The pain point is: when the inventory service is slow or unavailable, the order creation path blocks. That's real — we've had three incidents this quarter where inventory latency spikes caused order creation timeouts. But 'add an event bus' isn't the only solution to that pain point. Let me name the alternatives.
Option one: event bus — orders publish an event, inventory consumes it asynchronously. Decoupled. But now order status is eventually consistent — 'your order was placed' doesn't mean inventory was actually reserved when you got that confirmation. We need to handle the case where inventory later fails to reserve. That's compensation logic, saga patterns, and significant complexity.
Option two: circuit breaker on the inventory call. Orders fail fast if inventory is slow, with a fallback response. Simpler. But orders still fail when inventory is unavailable — just faster.
Option three: optimistic inventory reservation. Deduct inventory speculatively at order time, reconcile after. Works if over-commitment is acceptable — it isn't for us.
Option four: async write-through cache. Inventory service writes its state to a cache; the order service reads from the cache synchronously. The cache is invalidated asynchronously. This gives us the fast read path, tolerates inventory service latency, and keeps the order confirmation semantics synchronous.
My recommendation is option four with a TTL-based cache invalidation policy and a background reconciliation job. It solves the actual problem — latency spikes — without the consistency complexity of full event sourcing."
What does the architect's analytical approach reveal about how they evaluate architectural options?

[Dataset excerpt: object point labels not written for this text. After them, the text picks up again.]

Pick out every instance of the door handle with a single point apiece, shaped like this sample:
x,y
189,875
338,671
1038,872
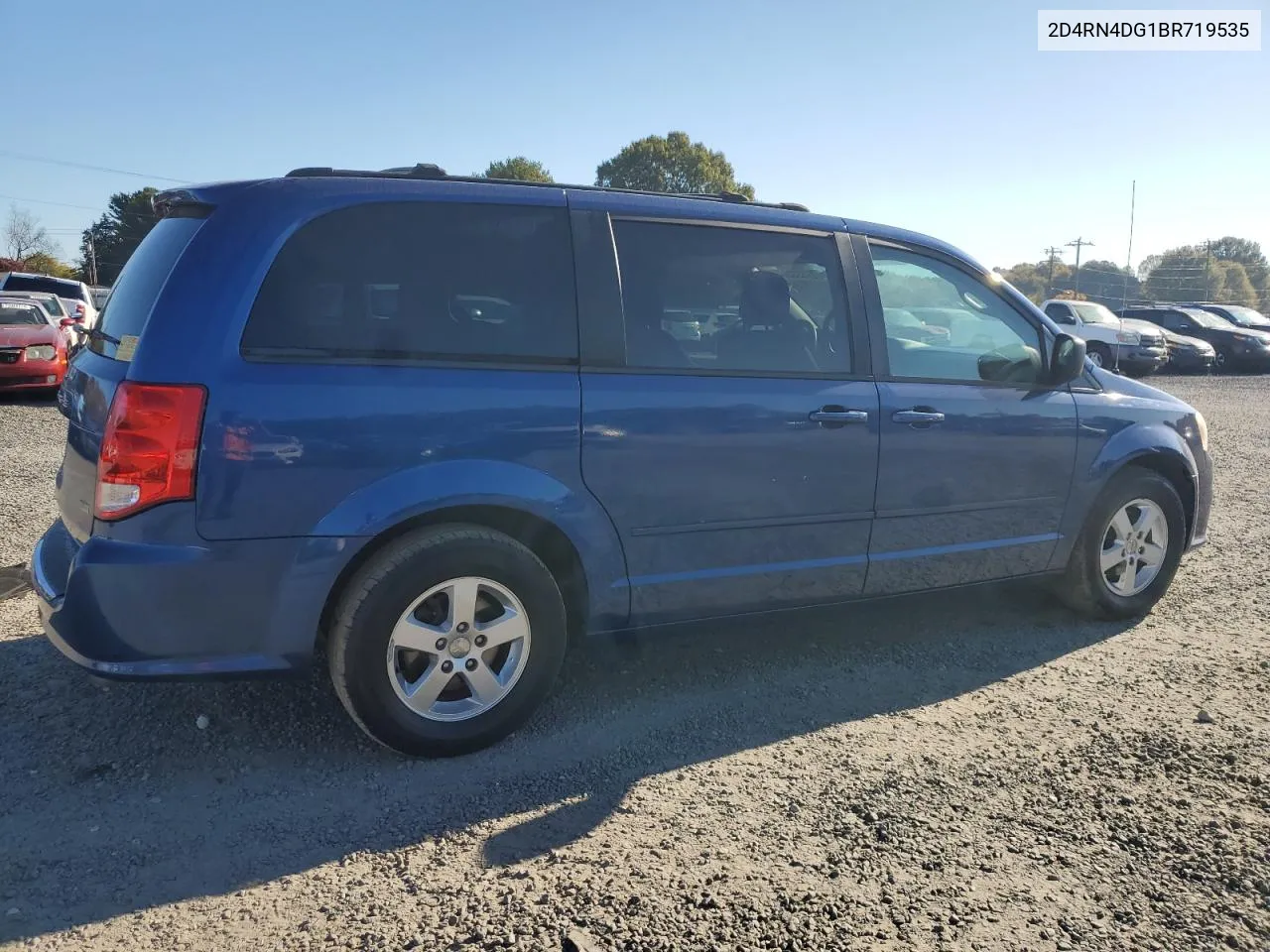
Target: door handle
x,y
837,416
917,417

Why do they reject the event bus (option one) specifically?
Problem reframing → four options → evaluation against specific requirements → rejection of event bus because its consistency model adds complexity disproportionate to the actual problem (latency spikes, not fundamental decoupling need).
Distributed systems and event-driven architecture vocabulary:
"event bus" = a middleware component that accepts events from producers and distributes them to consumers; enables loose coupling between services
"eventual consistency" = a consistency model where, after a write, all replicas will eventually converge — but reads may temporarily see stale data
"compensation logic" = business logic that undoes or corrects a prior action when a subsequent step fails in a distributed transaction
"saga pattern" = a way to manage distributed transactions: a sequence of local transactions, each publishing an event; if any step fails, compensating transactions undo previous steps
"circuit breaker" = a pattern that stops calls to a failing service after a threshold of failures, returning a default response; prevents cascading failures
"optimistic reservation" = speculatively reserving a resource assuming success, then correcting later if it fails
"write-through cache" = a cache that is updated synchronously when the backing store is written, keeping cache and store consistent
"TTL (Time-To-Live)" = a cache expiry duration — after TTL, the cached value is invalidated and must be refreshed
The key insight: "Event bus" is a hammer — the architect checks whether the nail is actually a consistency problem or a latency problem. It's a latency problem. The cache solves it with far less complexity.